Additionally, pattern electroretinography and intraocular pressure were measured to examine retinal function, and RNAscope was used to examine Mthfr expression across cell types. Proteins were extracted from retina and brain, digested and analyzed using liquid chromatography-tandem mass spectrometry to determine differential expression. Image analysis and statistical comparisons were also conducted using FIJI and Prism software.

It was found that mice carrying the Mthfr677C>T genetic variant displayed age- and sex-dependent changes in retinal blood vessels. At 6 months, the mice’s retinas appeared normal, but by 12 months, female TT mice showed fewer blood vessels and less branching, creating a simpler vascular network. Twists in the vessels and abnormal crossings between arteries and veins, both signs of vascular problems, were more common in TT mice, especially in 12-month females. Some veins were also pinched where arteries crossed them, a feature called “nicking.” Near the optic nerve, small arteries were narrower and veins were wider in 6-month TT mice.

Even with these changes in blood vessels, the overall thickness of the retina and the function of retinal ganglion cells were the same at baseline, suggesting the variant does not cause immediate nerve damage. Intraocular pressure was slightly higher in TT males, but this did not lead to glaucoma-related problems.

In addition, the Mthfr gene was active throughout both the retina and the brain, appearing in blood vessel cells, pericytes and smooth muscle cells. This supports the idea that similar processes affect blood vessels in both tissues. Proteomic analysis found 206 proteins that were altered in both the retina and brain. These proteins are linked to mitochondrial function, metabolism and the system that breaks down damaged proteins, according to the authors.

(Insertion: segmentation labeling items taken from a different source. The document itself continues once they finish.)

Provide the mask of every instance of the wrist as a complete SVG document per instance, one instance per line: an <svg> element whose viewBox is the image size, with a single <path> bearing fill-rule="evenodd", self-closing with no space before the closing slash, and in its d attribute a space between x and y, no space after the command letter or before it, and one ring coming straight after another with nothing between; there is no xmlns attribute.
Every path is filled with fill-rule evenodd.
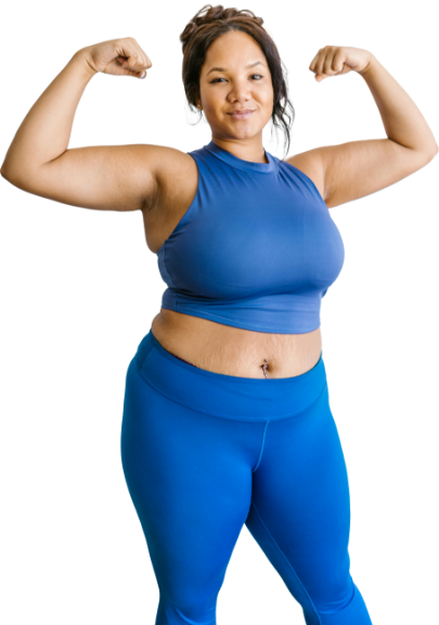
<svg viewBox="0 0 439 625"><path fill-rule="evenodd" d="M375 67L375 65L379 63L378 58L376 56L376 54L374 54L373 52L371 52L370 59L367 61L366 66L364 67L364 69L362 69L361 72L358 72L358 74L360 76L364 76L365 74L367 74L367 72L370 72L371 69L373 69L373 67Z"/></svg>
<svg viewBox="0 0 439 625"><path fill-rule="evenodd" d="M79 48L69 60L69 63L73 62L75 64L81 65L83 67L85 74L89 80L92 80L99 72L96 72L91 63L91 56L89 53L89 47L82 46Z"/></svg>

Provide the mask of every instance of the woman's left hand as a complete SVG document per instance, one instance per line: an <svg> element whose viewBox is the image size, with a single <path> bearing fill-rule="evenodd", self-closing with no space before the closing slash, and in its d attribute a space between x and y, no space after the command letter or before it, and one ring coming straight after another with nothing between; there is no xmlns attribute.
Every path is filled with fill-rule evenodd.
<svg viewBox="0 0 439 625"><path fill-rule="evenodd" d="M362 74L376 58L366 48L357 46L323 46L311 59L308 69L314 74L317 82L323 82L334 76L346 76L351 72Z"/></svg>

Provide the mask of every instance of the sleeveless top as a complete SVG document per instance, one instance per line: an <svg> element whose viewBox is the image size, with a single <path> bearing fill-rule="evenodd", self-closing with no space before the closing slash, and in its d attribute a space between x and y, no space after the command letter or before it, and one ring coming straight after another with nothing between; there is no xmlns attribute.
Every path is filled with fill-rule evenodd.
<svg viewBox="0 0 439 625"><path fill-rule="evenodd" d="M315 184L267 150L269 163L214 141L189 154L198 187L157 252L160 308L256 332L318 329L346 254Z"/></svg>

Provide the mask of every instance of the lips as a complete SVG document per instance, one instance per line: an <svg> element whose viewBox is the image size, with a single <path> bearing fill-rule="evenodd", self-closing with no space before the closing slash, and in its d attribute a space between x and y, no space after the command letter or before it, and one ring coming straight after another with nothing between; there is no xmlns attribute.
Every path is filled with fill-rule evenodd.
<svg viewBox="0 0 439 625"><path fill-rule="evenodd" d="M236 113L229 113L232 119L247 119L253 115L254 111L237 111Z"/></svg>

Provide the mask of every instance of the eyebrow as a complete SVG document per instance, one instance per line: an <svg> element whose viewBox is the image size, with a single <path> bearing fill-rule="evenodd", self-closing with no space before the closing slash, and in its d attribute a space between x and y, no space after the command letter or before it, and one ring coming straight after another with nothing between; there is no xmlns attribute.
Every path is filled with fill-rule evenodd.
<svg viewBox="0 0 439 625"><path fill-rule="evenodd" d="M263 63L261 63L260 61L256 61L256 63L250 63L249 65L246 66L246 69L248 69L249 67L255 67L255 65L263 65ZM206 74L206 76L208 76L210 74L210 72L227 72L225 67L212 67L211 69L209 69Z"/></svg>

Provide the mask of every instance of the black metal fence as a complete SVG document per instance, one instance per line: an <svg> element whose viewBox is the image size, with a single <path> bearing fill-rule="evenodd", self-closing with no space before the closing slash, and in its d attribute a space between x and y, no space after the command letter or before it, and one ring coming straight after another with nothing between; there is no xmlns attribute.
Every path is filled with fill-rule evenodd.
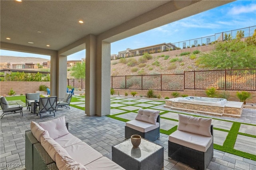
<svg viewBox="0 0 256 170"><path fill-rule="evenodd" d="M186 49L186 48L193 47L208 45L215 43L216 42L223 41L226 40L226 39L225 39L225 34L228 36L230 35L231 39L236 39L237 38L236 35L238 31L239 33L242 32L242 38L251 37L253 35L254 30L256 29L256 25L252 26L246 28L216 33L214 35L207 37L202 37L172 43L175 45L176 47L180 48L181 49Z"/></svg>
<svg viewBox="0 0 256 170"><path fill-rule="evenodd" d="M214 87L256 91L256 68L185 71L184 74L111 76L114 89L183 91Z"/></svg>

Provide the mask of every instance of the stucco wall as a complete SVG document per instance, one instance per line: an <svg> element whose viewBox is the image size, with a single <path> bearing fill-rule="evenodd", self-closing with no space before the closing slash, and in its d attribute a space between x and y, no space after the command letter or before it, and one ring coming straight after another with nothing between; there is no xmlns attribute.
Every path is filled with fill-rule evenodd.
<svg viewBox="0 0 256 170"><path fill-rule="evenodd" d="M38 90L39 86L44 84L50 86L50 82L0 82L0 96L8 95L12 88L16 94L25 94L27 93L35 93Z"/></svg>

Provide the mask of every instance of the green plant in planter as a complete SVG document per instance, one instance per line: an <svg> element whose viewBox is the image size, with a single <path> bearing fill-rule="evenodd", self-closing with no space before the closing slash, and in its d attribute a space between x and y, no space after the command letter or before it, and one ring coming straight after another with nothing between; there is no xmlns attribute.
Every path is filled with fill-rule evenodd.
<svg viewBox="0 0 256 170"><path fill-rule="evenodd" d="M49 88L48 86L45 84L41 84L39 86L39 91L47 91L46 90L47 88Z"/></svg>
<svg viewBox="0 0 256 170"><path fill-rule="evenodd" d="M188 95L187 94L182 94L181 95L181 97L182 97L182 98L185 98L185 97L188 97Z"/></svg>
<svg viewBox="0 0 256 170"><path fill-rule="evenodd" d="M180 96L180 93L179 93L178 92L173 92L172 93L172 96L174 98L176 98L176 97L177 97L179 96Z"/></svg>
<svg viewBox="0 0 256 170"><path fill-rule="evenodd" d="M14 94L15 94L16 93L14 91L14 90L12 89L12 88L11 88L11 90L10 90L10 92L9 92L8 93L8 94L9 94L9 95L10 96L12 96L13 95L14 96Z"/></svg>
<svg viewBox="0 0 256 170"><path fill-rule="evenodd" d="M214 87L205 89L205 93L209 98L215 98L217 96L217 91Z"/></svg>
<svg viewBox="0 0 256 170"><path fill-rule="evenodd" d="M236 92L236 96L240 100L240 102L244 102L244 104L246 104L246 99L250 98L251 95L252 94L249 92L244 91L241 92Z"/></svg>
<svg viewBox="0 0 256 170"><path fill-rule="evenodd" d="M136 94L138 94L138 93L136 92L131 92L131 94L132 95L133 97L134 97Z"/></svg>
<svg viewBox="0 0 256 170"><path fill-rule="evenodd" d="M115 94L115 90L114 89L112 88L110 89L110 94L113 95Z"/></svg>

Together, these results suggest that changes in the retina’s blood vessels reflect underlying problems in the brain’s blood vessels caused by Mthfr677C>T, and they may serve as early indicators of Alzheimer’s disease and related dementias.

This study overall presents several strengths, including the use of a well-characterized Mthfr677C>T mouse model that mirrors human vascular and cerebrovascular changes linked with ADRD. By examining both retinal and brain vasculature, researchers found overlapping vascular phenotypes, including reduced vessel density, arteriovenous crossings and vessel tortuosity, highlighting the retina’s potential as a clinically accessible biomarker. Proteomic analysis strengthened the study even more by revealing shared molecular pathways, including mitochondrial dysfunction and protein homeostasis, supporting the relevance of retinal findings to brain health.

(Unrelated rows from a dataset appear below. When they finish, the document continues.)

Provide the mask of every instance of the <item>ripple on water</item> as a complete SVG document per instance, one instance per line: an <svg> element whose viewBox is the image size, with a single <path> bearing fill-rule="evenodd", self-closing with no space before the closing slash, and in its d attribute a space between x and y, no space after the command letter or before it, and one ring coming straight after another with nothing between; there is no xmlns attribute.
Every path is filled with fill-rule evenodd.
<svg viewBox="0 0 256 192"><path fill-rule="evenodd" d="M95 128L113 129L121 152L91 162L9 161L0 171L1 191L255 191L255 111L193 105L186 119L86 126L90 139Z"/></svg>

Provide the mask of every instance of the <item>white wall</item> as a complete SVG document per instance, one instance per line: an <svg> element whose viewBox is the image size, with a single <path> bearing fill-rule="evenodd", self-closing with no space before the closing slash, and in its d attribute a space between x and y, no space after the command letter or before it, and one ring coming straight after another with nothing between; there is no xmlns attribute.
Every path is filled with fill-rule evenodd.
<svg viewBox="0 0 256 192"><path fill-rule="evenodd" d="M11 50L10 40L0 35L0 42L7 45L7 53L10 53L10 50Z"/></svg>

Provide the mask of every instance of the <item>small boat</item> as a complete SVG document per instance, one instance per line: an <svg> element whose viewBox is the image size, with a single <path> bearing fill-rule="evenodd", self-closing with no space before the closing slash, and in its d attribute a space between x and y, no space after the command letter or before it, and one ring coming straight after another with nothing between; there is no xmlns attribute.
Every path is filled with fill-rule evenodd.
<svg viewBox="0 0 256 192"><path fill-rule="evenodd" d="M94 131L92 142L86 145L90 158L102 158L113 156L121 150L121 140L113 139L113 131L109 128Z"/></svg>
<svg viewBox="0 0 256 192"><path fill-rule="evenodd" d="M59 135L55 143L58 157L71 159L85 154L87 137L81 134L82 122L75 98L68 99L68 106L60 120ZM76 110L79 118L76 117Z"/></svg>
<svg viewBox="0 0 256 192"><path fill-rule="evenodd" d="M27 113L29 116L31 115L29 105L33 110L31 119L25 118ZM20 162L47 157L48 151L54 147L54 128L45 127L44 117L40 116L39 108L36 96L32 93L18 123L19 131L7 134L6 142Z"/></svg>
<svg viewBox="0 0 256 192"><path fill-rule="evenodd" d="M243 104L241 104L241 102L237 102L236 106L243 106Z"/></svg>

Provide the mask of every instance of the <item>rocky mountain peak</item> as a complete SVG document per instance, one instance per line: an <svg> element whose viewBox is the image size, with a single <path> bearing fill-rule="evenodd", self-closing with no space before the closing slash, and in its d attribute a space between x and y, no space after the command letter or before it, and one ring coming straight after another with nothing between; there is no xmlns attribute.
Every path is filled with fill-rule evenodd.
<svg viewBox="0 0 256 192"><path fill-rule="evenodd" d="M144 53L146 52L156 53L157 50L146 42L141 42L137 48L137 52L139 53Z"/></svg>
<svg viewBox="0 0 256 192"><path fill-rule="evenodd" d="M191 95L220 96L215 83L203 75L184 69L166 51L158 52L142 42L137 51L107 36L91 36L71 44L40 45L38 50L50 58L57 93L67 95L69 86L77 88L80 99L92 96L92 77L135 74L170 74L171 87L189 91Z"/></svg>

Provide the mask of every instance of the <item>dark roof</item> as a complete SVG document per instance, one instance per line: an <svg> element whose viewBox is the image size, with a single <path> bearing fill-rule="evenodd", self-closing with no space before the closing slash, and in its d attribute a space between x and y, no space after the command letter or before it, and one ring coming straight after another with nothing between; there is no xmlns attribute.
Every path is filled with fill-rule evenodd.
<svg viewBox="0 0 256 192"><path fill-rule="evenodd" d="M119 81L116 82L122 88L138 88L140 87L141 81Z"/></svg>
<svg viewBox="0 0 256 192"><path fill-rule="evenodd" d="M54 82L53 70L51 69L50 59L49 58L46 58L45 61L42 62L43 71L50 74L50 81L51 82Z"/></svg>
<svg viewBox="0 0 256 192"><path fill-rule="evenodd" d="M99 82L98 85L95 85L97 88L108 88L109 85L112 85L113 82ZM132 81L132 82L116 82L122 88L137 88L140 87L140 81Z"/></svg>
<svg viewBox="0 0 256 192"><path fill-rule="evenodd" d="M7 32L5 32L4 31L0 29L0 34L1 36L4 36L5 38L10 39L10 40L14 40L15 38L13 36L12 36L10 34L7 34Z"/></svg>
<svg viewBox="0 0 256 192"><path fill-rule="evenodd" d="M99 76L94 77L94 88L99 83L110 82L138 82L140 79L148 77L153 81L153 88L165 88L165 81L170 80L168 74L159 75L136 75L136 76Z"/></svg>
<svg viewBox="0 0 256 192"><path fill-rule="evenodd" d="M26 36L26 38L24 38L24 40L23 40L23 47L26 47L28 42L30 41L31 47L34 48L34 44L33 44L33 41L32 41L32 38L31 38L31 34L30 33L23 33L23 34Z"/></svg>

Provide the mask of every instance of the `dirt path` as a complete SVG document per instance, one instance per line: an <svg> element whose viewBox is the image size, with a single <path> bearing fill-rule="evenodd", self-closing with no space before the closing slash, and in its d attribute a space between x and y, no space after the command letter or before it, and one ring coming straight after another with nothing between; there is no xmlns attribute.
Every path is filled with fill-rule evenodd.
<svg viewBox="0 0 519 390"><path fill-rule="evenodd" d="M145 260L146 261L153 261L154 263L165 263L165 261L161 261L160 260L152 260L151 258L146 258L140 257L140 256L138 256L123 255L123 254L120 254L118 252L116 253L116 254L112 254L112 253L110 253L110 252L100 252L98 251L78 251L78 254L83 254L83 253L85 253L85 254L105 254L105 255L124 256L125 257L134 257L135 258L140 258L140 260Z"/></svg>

However, limitations include the delayed appearance of some retinal vascular changes compared to the brain, suggesting that vessel density alone could be a less reliable early biomarker. Fluorescein angiography also detected trends that didn’t reach statistical significance, and widespread Mthfr expression prevented identification of specific cell types driving the vascular changes.

The authors of this study recommend further research to measure blood flow with laser speckle contrast imaging, to explore cell-specific mechanisms using conditional models and to look at the interaction of vascular changes with amyloid and tau pathology to better understand early ADRD progression.